2.If we identify two schemes $X$ and $Y$ as two category of quasi coherent sheaves $QCoh_{X}$ and $QCoh_{Y}$. Then morphism between this two schemes is a functor $f: Qcoh_{X}\to Qcoh_{Y}$, how to give the definition of affine morpshim ? 
3.If we just consider the classical case. X and Y are two schemes. suppose $f:X\to Y$ is an affine morphism. Does this definition of affineness coincide with the other two definitions(if there exists)?
If such definitions of affine morphisms exists, are they equivalent or not?
 A: The following answer relates contexts 1 and 3.
Suppose that we have a morphism of functors $X \to Y$ in the functor--of--points setting of 1.
Then to see if this morphism is affine, we consider any open immersion $U \to Y$ where
$U$ is a representable functor (i.e. an affine scheme, thought of in the functor--of--points way), form the fibre product $U \times_Y X$, and see whether this is always representable (i.e. whether it is again an affine scheme).  This is just a rephrasing of the usual definition in context 3 in the language of context 1.  
A: For case 2) $f: X\to Y$ is affine if its direct image functor $f_*:Qcoh_X\to Qcoh_Y$ is faithful and admits not only a left adjoint (inverse image)
$f^{*}$, but also a right adjoint, say $f^{!}$. 
If $f$ is quasi-compact and $X$ separated, then $f$ is affine iff it is cohomologically affine, that is, $f_*$ is exact (Serre's criterium of affiness, cf. EGA II 5.2.2, EGA IV 1.7.17). 
A: Emerton and Zoran's answers completely answer the question as stated, but there's another way to think about affine morphisms that is worth mentioning.
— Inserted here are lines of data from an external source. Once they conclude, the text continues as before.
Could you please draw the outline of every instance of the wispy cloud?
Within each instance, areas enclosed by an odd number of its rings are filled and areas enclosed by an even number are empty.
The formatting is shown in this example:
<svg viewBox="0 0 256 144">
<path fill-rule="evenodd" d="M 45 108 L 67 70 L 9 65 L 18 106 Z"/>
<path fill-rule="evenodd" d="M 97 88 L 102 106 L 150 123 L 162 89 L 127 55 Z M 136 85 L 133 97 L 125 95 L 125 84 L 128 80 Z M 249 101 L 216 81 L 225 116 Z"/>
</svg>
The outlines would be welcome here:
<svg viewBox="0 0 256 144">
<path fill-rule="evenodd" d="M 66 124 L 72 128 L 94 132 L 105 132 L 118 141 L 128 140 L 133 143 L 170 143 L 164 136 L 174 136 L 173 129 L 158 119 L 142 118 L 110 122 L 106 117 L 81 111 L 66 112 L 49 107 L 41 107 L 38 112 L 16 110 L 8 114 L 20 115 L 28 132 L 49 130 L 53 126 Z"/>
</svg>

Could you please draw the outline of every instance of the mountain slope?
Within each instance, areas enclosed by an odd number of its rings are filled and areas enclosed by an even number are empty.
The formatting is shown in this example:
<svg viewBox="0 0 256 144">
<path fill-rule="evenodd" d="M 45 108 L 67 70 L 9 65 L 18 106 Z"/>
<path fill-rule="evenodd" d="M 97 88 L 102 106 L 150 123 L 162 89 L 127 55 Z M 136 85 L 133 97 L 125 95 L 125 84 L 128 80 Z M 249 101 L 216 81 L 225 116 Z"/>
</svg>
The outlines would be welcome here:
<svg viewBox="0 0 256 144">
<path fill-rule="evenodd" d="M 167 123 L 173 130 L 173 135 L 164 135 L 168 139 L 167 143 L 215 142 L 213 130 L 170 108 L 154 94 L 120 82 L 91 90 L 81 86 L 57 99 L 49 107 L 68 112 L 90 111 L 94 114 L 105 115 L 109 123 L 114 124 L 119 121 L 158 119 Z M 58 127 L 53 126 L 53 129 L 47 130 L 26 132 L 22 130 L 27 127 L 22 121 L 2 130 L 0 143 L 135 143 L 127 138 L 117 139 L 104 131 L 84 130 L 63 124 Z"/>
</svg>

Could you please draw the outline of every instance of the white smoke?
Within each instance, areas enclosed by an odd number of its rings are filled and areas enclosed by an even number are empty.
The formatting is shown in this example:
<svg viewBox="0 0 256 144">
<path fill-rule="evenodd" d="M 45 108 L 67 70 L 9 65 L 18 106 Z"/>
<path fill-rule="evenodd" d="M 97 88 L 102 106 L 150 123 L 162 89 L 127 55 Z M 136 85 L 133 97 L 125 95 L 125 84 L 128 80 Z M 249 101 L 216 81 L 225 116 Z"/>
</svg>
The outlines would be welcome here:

Given any quasi-compact and quasi-separated morphism of schemes $f:X\to Y$, $\newcommand{\O}{\mathcal O}f_*\O_X$ is a quasi-coherent sheaf of $\O_Y$-algebras. This functor has an adjoint, called relative $Spec_Y$, or relative Spec. Given a quasi-coherent sheaf of $\O_Y$-algebras $\newcommand{\A}{\mathcal A}\A$, we get a scheme over $Y$, $\phi^\A:Spec_Y \A\to Y$, with the property that $\phi^\A_*(\O_{Spec_Y \A})=\A$ and $Hom_Y(X,Spec_Y \A)\cong Hom_{\O_Y\text{-alg}}(\A,f_*\O_X)$ for any $f:X\to Y$. A morphism $f:X\to Y$ is affine if and only if $X\cong Spec_Y(\A)$ (as a $Y$-scheme) for some $\A$ (which must be $f_*\O_X$). See EGA II §1 for this development of affine morphisms.
I find this way of thinking about affine morphisms is useful for two reasons. First, if I'm working with a bunch of schemes affine over $Y$, it's often easier for me to think about a bunch of $\O_Y$-algebras with algebra morphisms between them. Second, the adjunction in the previous paragraph tells you that any (quasi-compact quasi-separated) morphism $f:X\to Y$ has a canonical factorization through an affine morphism $X\to Spec_Y(f_*\O_X)\to Y$, called the Stein factorization (the first morphism is Stein, meaning that the structure sheaf pushes forward to the structure sheaf). This factorization is often extremely handy; for example, if a morphism is quasi-affine, the Stein factorization is a witness of its quasi-affineness.